At the moment I'm in the middle of my second semester of a master's program at a design school in Japan. It feels like I'm living the dream that drove me to decide to learn the excruciatingly difficult language that is Japanese, almost 10 years ago. The more time I spend studying design in Japan, the more I feel that I've found my "design tribe." I keep discovering more designers and more philosophies here that closely embody my own unspoken beliefs about design. My latest interests are in the concept of Super Normal design coined by Naoto Fukasawa and Jasper Morrison, as well as the humble everyday products created by Sori Yanagi, who seems to share a similar approach to design.
I had heard of Super Normal design several years ago in passing, but recently as I've been thinking more about what kind of work I want to do after graduation, I started thinking about it again. I made a trip to our marvelous design campus library, which has a surprising number of volumes in English, and picked up a stack of books that caught my interest. One of the them was a small, picture-heavy book (my favorite kind) written to accompany Fukasawa and Morrison's Super Normal Design exhibition (2006) entitled Super Normal: Sensations of the Ordinary. I read it cover-to-cover in a day, and found that I agreed completely with the designers' belief that objects need not be unnecessarily reinvented just to attract attention or in an attempt at self expression.
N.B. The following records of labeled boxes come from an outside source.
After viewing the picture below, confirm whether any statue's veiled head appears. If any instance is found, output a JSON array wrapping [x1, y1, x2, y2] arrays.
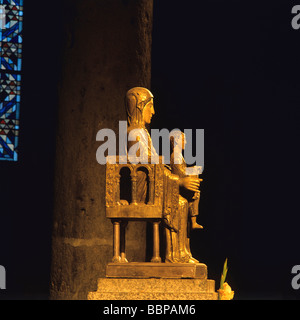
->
[[125, 87, 155, 127]]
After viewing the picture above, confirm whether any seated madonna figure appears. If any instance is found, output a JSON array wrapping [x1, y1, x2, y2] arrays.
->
[[125, 87, 200, 263]]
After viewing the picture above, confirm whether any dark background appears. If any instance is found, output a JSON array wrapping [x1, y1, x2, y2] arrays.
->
[[0, 0, 300, 299]]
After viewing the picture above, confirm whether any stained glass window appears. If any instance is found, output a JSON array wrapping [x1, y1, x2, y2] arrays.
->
[[0, 0, 23, 161]]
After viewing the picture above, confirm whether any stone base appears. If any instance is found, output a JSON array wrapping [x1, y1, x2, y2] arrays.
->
[[88, 278, 217, 300], [106, 262, 207, 280]]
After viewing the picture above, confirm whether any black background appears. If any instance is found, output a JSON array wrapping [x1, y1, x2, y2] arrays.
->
[[0, 0, 300, 299]]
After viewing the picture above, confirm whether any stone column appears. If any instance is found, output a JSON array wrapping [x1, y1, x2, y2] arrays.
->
[[50, 0, 152, 299]]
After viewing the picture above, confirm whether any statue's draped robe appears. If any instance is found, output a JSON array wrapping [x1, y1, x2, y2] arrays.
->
[[128, 127, 192, 262]]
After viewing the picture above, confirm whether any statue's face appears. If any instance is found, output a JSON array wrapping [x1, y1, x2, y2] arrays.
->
[[143, 100, 155, 124]]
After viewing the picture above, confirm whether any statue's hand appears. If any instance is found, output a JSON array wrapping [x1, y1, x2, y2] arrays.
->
[[179, 177, 201, 192]]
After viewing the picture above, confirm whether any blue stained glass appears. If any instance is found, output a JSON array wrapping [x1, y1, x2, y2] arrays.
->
[[0, 0, 23, 161]]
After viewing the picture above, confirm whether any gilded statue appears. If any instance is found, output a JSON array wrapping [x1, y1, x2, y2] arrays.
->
[[125, 87, 202, 263]]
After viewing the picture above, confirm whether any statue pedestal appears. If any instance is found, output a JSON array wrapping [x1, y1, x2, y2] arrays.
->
[[88, 263, 218, 300], [106, 262, 207, 279]]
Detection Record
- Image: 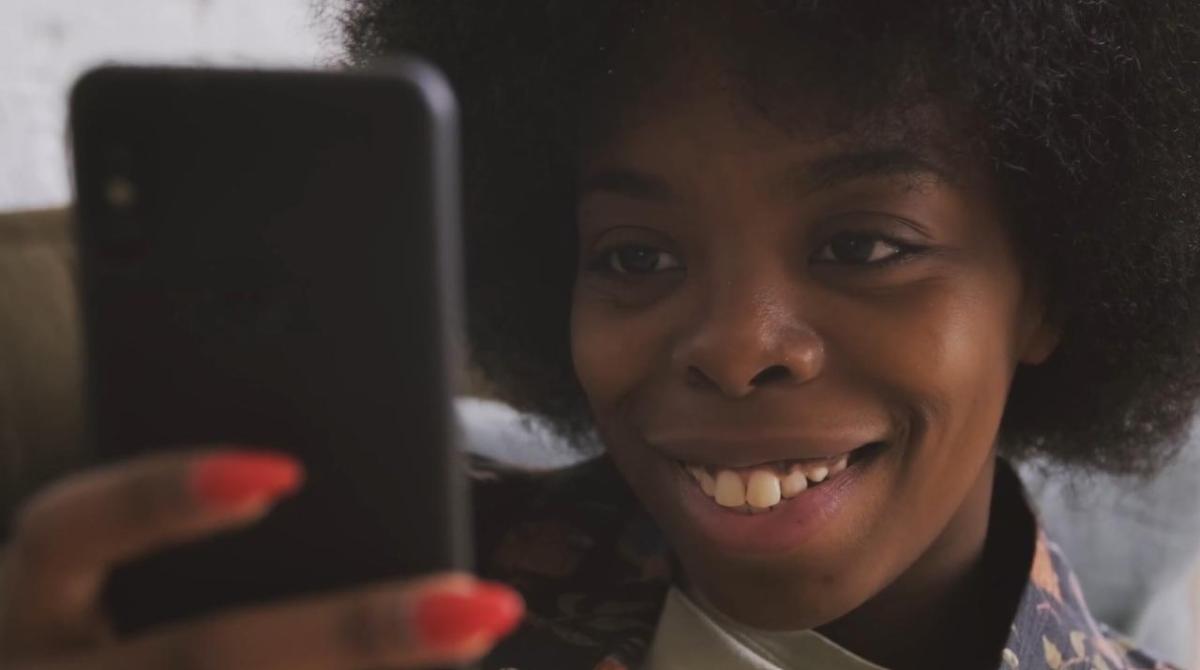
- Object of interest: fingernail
[414,581,524,650]
[191,453,304,509]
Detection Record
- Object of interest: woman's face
[572,52,1054,628]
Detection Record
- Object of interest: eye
[816,233,911,265]
[601,245,683,275]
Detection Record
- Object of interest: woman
[2,0,1200,669]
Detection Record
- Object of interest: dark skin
[572,44,1057,669]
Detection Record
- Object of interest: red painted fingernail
[415,582,524,650]
[191,453,304,508]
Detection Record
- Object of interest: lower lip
[667,454,875,555]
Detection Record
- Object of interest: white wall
[0,0,336,211]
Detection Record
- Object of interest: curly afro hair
[343,0,1200,473]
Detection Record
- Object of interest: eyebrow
[580,148,952,201]
[785,148,950,191]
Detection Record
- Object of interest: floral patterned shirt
[472,456,1171,670]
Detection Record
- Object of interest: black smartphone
[71,59,470,632]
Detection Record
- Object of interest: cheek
[571,288,670,424]
[841,275,1018,480]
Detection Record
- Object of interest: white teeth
[680,454,848,514]
[780,467,809,498]
[746,469,782,508]
[715,469,746,507]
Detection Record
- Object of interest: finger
[29,574,524,670]
[0,449,302,646]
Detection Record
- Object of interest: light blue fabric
[458,399,1200,665]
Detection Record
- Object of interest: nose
[672,282,826,397]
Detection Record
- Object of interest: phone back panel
[72,61,469,630]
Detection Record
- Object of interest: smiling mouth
[676,442,886,514]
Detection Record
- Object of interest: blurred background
[0,0,340,211]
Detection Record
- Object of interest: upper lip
[646,431,883,468]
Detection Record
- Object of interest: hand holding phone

I was particularly struck by the simple beauty of Morrison's door handle, adapted from a classic coach door handle. It just goes to show that new is not always better, and sometimes all that is needed is a simple adjustment or an update of materials to make a classic design useful for today's lifestyle.
I've always had an admiration for simple, functional household items that other people often overlook. Living in Japan for the last two and a half years, I've discovered that Japanese people tend to appreciate this type of design more that Americans do. I've noticed that Japan's Good Design Award often goes to such quietly magnificent designs like Sori Yanagi's mini pan, which was designed in 2002 (when Yanagi was 87) and awarded the Long Life Design Award in 2013.
Which reminds me of something else I've been intrigued by recently - Long Life Design. There is a shop in Fukuoka called D&Department that features what they deem "long life designs." The concept of long life design is that products should ideally be designed in a way that rejects trends and focuses on simply designing a timeless, useful, and attractive object that can be used for a lifetime. I discovered this concept through a very interesting NHK Design Talk several years ago.
As a design student, I often feel the pressure to 'reinvent the wheel' or come up with ideas that are flamboyantly 'new,' and I will admit I have often been told my designs are too simple. I concede that I am far from where I want to be as a designer, and as a graduate student in the Design Strategy program here, I am trying to design products and solutions that are more well thought out and researched. I've been inspired by my Japanese classmates, who are very well-practiced in design research and are impressively skilled at expressing their design process. By the time graduation rolls around I hope to have some designs in my portfolio that are a deceptively simple solution to a complex problem or need.
Someday, I hope to contribute in some small way to making people's everyday lives just a little better. Sori Yanagi put it perfectly when he said, "I try to create things that we human beings feel are useful in our daily lives. During the process, beauty is born naturally."